Description
The possibility of a nuclear war that could destroy civilization has influenced the course of international affairs since 1945, suspended like a sword of Damocles above the heads of the world's leaders. The fact that we have escaped a third world war involving strategic nuclear weapons--indeed, that no atomic weapon of limited power has yet been used under battlefield conditions--seems nothing short of a miracle.
Revisiting debates on the effectiveness and ethics of nuclear deterrence, Jean-Pierre Dupuy is led to reformulate some of the most difficult questions in philosophy. He develops a counterintuitive but powerful theory of apocalyptic prophecy: once a major catastrophe appears to be possible, one must assume that it will in fact occur. Dupuy shows that the contradictions and paradoxes riddling discussions of deterrence arise from the tension between two opposite conceptions of time: one in which the future depends on decisions and strategy, and another in which every occurring event is one that could not have failed to occur.

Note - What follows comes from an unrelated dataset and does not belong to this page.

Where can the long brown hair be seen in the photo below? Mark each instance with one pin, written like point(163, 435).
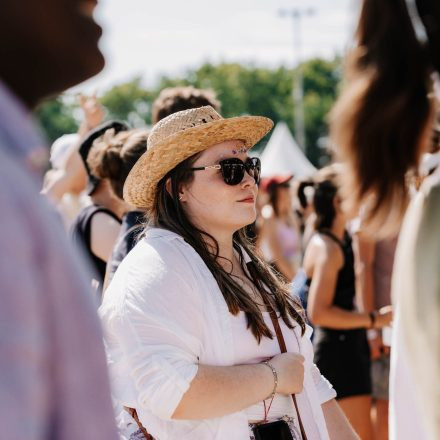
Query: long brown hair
point(379, 121)
point(169, 214)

Considering the immense destructive power of nuclear warheads and the almost unimaginable ruin they are bound to cause, Dupuy reaches a provocative conclusion: whether they bring about good or evil does not depend on the present or future intentions of those who are in a position to use them. The mere possession of nuclear weapons is a moral abomination.
About the Author
Jean-Pierre Dupuy is Professor Emeritus of Social and Political Philosophy at the École Polytechnique in Paris and Professor in the Program in Science, Technology, and Society at Stanford University. He is a member of the French Academy of Technology and formerly Chair of the Ethics Committee of the French High Authority on Nuclear Safety and Security. His many books, translated into thirteen languages, include How to Think About Catastrophe: Toward a Theory of Enlightened Doomsaying (2022) and The Mark of the Sacred (Stanford, 2013). Malcolm DeBevoise has translated some fifty works from French and Italian in every branch of scholarship. He is a three-time winner of the French-American Foundation translation prize for nonfiction.